Gardner highlights resources challenge for GC

| By contenteditor
The Gambling Commission’s deputy chief executive, Sarah Gardner, has acknowledged that the regulator needs to be more “agile” in an evolving landscape as she outlined the difficulty of balancing resources to manage an increasingly complex workload.

Speaking at the 2022 ICE World Regulatory Briefing, Gardner insisted that the watchdog “will not turn a blind eye to bad practice”, referencing how seven operators have paid more than £20m in penalty packages as a result of regulatory failings already this year.

However, she added: “When we look at our licensing, compliance and enforcement work, the difference in the resources necessary to deal with a smaller local operator compared to a multi-national outfit is stark.

“Similarly, I am struck by the very significant increase in the complexity of our most recent change of corporate control cases.
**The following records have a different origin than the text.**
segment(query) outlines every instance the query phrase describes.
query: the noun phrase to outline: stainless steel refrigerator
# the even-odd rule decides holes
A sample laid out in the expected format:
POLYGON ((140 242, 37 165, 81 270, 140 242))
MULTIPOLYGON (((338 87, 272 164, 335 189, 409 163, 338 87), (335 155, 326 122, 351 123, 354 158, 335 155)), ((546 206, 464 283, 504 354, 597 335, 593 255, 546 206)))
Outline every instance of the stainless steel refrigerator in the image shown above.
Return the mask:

This is a job that needs doing and doing well but, as you will all know from your own work in your jurisdictions, doing it well comes with a cost and the resources needed are often different in terms of skills, availability and so on.

“As such, I suspect we are not the only gambling regulator looking at our resources and how those need to adapt with this changing landscape.”

Gardner said that the regulator would publish later this week its consultation response to the UK Government’s Gambling Act Review, which will consider the watchdog’s resources and powers.

She added: “As detailed in our business plan, we aren’t going to stop making progress while we wait for the review to end. We are going to press on with important work such as the work we have been doing to strengthen our customer interaction requirements.”

Over the coming year, the regulator expects to carry out about 130 regulatory and criminal investigations.

However, Gardner admitted that “enforcement in our own market will not solve all the problems or tackle all the issues”.

She added: “We know that we need to be more agile in how we respond to the challenges we face as this market continues to evolve at pace.”

The complexity of the landscape is illustrated by what Gardner described as a “different category of threat” – namely, “new, novel products… that do not fit wholly or neatly within definitions of gambling products”.

She added: “Our concern is that this all adds up to a risk of harm.”